Scott suggests some Open Questions to discuss
** Cluster Computing **
- Discussion point: how much database chatter is there, how scalable is that? Consider migrating from MySQL to PostGres for db clustering. Greg and Scott get killed by latency (30 ms) when they have to generate a large number of rows, analyze, and return a result within 60s.
- Discussion point: isolation of Savio from the web. Krishna explains: web activity is not permitted to launch a Savio job. However a long-running process can pull from a database that is written-to from the web in order to poll for events that trigger run of a new Savio job. Looking into RESTful API to interact with Slurm scheduler used for Savio (we have this working on another cluster currently).
- Synchrony is an issue for Common Corridors, which has a real-time service. Not so much with the StudySimulator app: assumption is that user would receive results in an asynchronous notification (e.g., email).
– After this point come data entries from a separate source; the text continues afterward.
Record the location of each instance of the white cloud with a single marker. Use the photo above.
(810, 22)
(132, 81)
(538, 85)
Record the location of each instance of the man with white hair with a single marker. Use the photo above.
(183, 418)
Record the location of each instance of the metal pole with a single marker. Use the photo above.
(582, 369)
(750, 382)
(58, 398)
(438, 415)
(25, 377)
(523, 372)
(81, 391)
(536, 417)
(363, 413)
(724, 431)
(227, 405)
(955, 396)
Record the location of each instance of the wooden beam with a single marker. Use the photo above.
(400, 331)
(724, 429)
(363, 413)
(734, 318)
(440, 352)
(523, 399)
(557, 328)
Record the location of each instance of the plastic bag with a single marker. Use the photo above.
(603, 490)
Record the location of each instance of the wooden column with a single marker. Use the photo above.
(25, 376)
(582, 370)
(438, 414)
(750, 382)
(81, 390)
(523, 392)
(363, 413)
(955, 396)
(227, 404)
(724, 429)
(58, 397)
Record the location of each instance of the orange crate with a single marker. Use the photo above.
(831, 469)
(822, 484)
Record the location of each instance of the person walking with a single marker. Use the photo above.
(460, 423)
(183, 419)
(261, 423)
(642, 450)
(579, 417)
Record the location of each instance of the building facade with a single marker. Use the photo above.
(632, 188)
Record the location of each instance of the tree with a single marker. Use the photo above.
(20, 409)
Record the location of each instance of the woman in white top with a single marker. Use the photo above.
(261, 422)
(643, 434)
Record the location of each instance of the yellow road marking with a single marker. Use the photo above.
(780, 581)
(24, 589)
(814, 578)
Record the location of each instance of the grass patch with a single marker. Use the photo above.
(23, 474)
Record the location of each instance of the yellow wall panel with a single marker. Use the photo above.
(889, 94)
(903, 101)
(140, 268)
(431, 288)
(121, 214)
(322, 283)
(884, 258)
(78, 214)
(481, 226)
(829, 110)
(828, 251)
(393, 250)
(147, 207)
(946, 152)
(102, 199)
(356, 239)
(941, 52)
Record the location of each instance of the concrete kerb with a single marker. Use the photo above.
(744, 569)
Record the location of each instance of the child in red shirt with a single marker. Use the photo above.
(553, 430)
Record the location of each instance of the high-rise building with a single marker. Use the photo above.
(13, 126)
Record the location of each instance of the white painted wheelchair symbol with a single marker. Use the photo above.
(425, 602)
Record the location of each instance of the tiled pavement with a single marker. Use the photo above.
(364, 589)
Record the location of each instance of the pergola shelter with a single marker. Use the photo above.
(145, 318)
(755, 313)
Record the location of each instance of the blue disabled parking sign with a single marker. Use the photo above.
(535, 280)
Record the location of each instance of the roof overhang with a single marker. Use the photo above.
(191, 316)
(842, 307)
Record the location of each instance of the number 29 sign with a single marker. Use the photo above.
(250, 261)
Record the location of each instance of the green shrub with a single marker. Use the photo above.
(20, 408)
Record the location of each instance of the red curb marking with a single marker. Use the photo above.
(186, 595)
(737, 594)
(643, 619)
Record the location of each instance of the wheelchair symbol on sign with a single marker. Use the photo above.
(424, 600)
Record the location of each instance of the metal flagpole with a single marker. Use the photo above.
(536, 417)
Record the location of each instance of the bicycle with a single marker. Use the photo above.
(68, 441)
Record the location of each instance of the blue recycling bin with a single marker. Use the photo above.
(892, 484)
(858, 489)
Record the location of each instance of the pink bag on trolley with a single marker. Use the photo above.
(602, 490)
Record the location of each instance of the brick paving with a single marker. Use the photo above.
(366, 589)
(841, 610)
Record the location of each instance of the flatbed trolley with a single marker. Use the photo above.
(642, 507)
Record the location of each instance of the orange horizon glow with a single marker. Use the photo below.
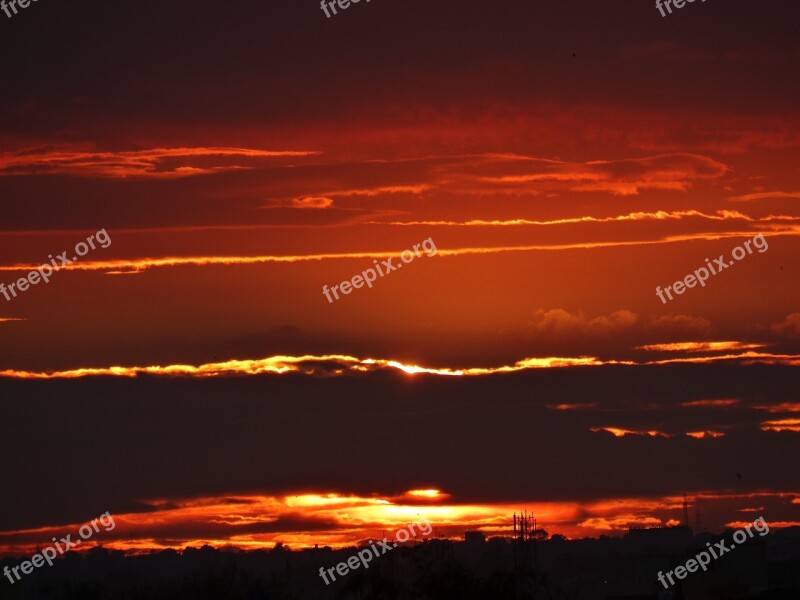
(342, 363)
(355, 519)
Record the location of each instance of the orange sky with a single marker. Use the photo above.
(563, 173)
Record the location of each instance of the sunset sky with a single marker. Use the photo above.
(564, 158)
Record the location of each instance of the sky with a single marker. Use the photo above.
(557, 164)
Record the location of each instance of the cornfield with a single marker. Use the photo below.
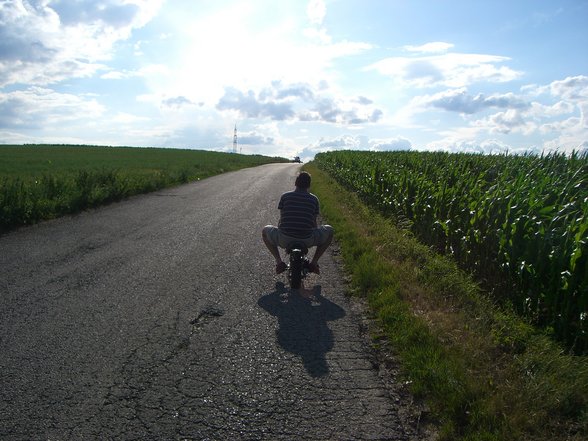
(518, 223)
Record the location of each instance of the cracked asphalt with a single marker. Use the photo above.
(160, 317)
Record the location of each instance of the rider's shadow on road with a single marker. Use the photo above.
(303, 326)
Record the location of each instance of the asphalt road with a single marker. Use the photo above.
(160, 317)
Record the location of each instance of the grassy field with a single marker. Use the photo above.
(484, 372)
(39, 182)
(519, 223)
- ... scale / sustainability / Savio Condo as a sustainability option / use the researcher's Amazon grant to do the computational steps as a means of containing costs to the project
- Question from Aron about generality of the project: how will these methodologies apply to other study designs than public health / criminal justice? Jen responds: simulator as standalone that addresses a wide range of disciplinary methods is possible, depending on what we're funded to develop -- we're starting with Public Health because that's where we are. The public health database that we have is applicable to studying health impacts of much beyond criminal justice. (Aron's spin-byte: "a wizard for researchers" to assess their methodologies.)
- Q: How long does it take to get grants from cloud providers? For the StudySimulator project, 2 weeks for Azure; ~7 months for AWS --- but structure of what's asked and how applications are processed is changing as the vendors tune their processes.
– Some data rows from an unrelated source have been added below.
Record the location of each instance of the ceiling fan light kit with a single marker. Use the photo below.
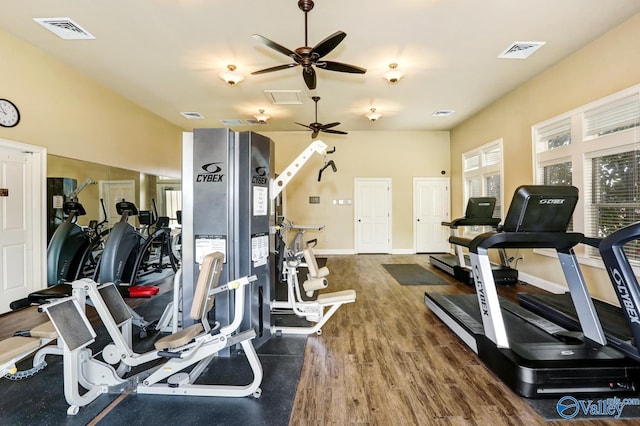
(231, 76)
(373, 115)
(309, 57)
(317, 127)
(394, 74)
(261, 116)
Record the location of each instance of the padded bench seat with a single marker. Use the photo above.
(180, 338)
(344, 296)
(44, 331)
(17, 345)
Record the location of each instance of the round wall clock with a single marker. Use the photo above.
(9, 113)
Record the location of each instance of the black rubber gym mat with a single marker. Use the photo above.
(412, 274)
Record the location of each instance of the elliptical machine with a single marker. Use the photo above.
(126, 251)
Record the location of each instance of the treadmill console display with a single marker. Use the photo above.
(480, 207)
(541, 208)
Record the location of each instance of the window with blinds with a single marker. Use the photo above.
(608, 171)
(612, 117)
(482, 177)
(553, 135)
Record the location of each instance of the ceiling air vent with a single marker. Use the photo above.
(65, 28)
(521, 49)
(284, 97)
(192, 115)
(232, 122)
(443, 112)
(253, 122)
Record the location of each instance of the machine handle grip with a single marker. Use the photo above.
(168, 354)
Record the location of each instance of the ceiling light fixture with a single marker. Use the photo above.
(231, 76)
(394, 74)
(261, 116)
(373, 115)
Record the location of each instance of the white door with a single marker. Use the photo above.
(22, 206)
(114, 191)
(431, 206)
(373, 215)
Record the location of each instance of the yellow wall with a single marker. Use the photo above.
(73, 116)
(400, 156)
(603, 67)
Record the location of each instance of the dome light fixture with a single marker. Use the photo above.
(394, 74)
(373, 115)
(261, 116)
(231, 76)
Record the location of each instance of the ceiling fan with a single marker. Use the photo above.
(316, 127)
(307, 56)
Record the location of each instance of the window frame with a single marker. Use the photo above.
(482, 172)
(580, 152)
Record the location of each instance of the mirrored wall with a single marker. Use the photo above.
(95, 181)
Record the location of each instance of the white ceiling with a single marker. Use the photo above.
(165, 55)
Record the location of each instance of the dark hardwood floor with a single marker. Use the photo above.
(386, 359)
- Discussion of database contention and options to avoid it: from spinning up multiple databases (not a good option for several reasons, including orchestration overhead and desire to be able to evaluate whether analysis has been run already in order not to duplicate computation unnecessarily); to writing interim results to local nodes and only write small metadata all the way to the db.
- Discussion of how cron or always-running jobs can run on one of the Master Nodes (not the compute nodes) as an intermediary between a web server and compute jobs on Savio.